A circular ornamental garden pond, of radius 2 metres, has weed starting to grow and cover its surface - AQA - A-Level Maths Mechanics - Question 3 - 2019 - Paper 3

From the problem statement, when t = 0, A = 0.25 m². Thus, $B = 0.25$ Therefore, we have: $B = 0.25$

Using the two points of data:

1. When t = 0, A = 0.25.
2. When t = 20, A = 0.5. Now substituting these values: For t = 0: $0.25 = 0.25e^{0}$ This fits our model.

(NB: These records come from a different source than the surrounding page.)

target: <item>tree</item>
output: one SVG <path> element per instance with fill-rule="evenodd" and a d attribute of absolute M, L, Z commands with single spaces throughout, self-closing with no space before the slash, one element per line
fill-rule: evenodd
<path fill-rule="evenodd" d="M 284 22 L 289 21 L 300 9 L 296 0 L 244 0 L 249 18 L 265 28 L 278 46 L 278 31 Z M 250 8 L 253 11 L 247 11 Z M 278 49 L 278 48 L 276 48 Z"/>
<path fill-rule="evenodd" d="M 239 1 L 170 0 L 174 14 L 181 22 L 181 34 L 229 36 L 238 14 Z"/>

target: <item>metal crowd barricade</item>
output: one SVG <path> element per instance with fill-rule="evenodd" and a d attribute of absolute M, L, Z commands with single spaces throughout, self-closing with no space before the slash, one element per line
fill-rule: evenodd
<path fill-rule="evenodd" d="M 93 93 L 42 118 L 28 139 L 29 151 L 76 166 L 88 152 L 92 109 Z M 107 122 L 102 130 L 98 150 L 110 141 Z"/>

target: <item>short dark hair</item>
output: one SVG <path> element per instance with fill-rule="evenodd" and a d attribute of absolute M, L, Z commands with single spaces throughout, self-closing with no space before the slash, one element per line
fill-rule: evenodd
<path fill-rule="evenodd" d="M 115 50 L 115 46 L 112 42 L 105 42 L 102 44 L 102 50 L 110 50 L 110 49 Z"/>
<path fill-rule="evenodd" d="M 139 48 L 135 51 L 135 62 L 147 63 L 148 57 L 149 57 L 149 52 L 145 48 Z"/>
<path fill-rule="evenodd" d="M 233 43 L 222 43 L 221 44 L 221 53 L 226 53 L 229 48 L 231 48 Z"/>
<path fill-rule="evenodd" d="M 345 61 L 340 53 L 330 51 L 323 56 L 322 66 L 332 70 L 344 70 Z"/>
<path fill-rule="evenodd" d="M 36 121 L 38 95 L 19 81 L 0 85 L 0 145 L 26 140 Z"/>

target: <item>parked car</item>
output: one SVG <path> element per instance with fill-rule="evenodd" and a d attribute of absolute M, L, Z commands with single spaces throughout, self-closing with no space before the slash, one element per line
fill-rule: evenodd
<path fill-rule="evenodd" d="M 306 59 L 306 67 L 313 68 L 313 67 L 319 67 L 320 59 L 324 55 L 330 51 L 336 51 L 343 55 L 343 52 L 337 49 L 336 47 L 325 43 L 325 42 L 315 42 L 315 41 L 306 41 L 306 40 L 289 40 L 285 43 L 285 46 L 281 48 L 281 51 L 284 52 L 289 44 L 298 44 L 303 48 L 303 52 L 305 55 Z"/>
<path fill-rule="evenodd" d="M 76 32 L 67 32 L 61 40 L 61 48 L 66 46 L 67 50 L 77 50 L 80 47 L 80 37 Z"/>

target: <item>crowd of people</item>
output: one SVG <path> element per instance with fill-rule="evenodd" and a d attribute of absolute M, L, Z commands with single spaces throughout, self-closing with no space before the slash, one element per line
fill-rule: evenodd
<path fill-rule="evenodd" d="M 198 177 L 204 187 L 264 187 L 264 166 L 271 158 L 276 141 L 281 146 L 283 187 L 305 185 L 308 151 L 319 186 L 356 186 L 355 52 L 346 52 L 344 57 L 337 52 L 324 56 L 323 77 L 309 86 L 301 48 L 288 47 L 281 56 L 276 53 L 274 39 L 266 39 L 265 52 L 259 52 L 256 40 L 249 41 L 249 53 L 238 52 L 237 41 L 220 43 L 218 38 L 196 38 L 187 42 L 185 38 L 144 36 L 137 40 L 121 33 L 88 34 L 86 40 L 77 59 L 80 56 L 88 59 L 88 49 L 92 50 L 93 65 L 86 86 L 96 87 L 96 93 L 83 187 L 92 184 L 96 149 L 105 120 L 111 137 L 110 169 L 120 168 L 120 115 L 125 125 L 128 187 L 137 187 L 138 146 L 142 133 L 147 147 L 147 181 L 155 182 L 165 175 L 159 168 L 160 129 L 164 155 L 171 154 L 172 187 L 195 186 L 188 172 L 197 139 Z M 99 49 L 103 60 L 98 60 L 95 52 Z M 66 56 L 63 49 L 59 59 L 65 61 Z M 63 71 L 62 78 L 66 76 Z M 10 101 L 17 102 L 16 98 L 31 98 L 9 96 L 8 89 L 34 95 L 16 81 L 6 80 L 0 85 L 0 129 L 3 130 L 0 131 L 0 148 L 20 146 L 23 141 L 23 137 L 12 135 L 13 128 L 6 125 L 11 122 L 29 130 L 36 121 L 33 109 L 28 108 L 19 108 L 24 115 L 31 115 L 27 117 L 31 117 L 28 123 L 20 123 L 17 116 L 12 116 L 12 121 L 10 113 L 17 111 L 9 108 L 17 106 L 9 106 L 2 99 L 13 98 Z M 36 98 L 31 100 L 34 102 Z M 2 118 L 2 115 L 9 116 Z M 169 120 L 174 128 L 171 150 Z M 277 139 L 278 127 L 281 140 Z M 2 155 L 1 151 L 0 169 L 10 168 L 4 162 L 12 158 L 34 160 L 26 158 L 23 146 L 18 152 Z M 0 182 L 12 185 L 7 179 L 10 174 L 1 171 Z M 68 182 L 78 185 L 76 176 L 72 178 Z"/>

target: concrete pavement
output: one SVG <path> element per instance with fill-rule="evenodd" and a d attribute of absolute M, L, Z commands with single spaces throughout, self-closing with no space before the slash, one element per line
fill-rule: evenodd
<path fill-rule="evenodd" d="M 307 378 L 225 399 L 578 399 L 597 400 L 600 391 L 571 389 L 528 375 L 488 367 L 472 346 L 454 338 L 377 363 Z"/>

Now for t = 20: $0.5 = 0.25e^{20k}$ Dividing both sides by 0.25: $2 = e^{20k}$ Taking natural logs gives: $\ln 2 = 20k \Rightarrow k = \frac{\ln 2}{20}$ Thus, we can rewrite the model as: $A = 0.25e^{kt} = 0.25e^{\frac{t \ln 2}{20}} = \frac{1}{2} \cdot 2^{\frac{t}{20}}$

The surface area of the pond, which is circular with a radius of 2 m, is: $\text{Area} = \pi r^2 = \pi (2)^2 = 4\pi \approx 12.57 m²$ To find out when the weed covers half of this area: $A = \frac{1}{2} \cdot 12.57 = 6.285 m²$ Setting our model equal to this area: $\frac{1}{2} \cdot 2^{\frac{t}{20}} = 6.285$ Therefore, $2^{\frac{t}{20}} = 12.57$ Taking logs: $\frac{t}{20} \ln(2) = \ln(12.57)$ Solving for t: $t = 20 \cdot \frac{\ln(12.57)}{\ln(2)} \approx 93.03 \, \text{days}$

One limitation of the model is that it assumes constant growth rates, which may not be realistic over time due to environmental factors.

One refinement could be to introduce a limiting factor such as nutrient availability, which decreases as the area covered by the weed increases.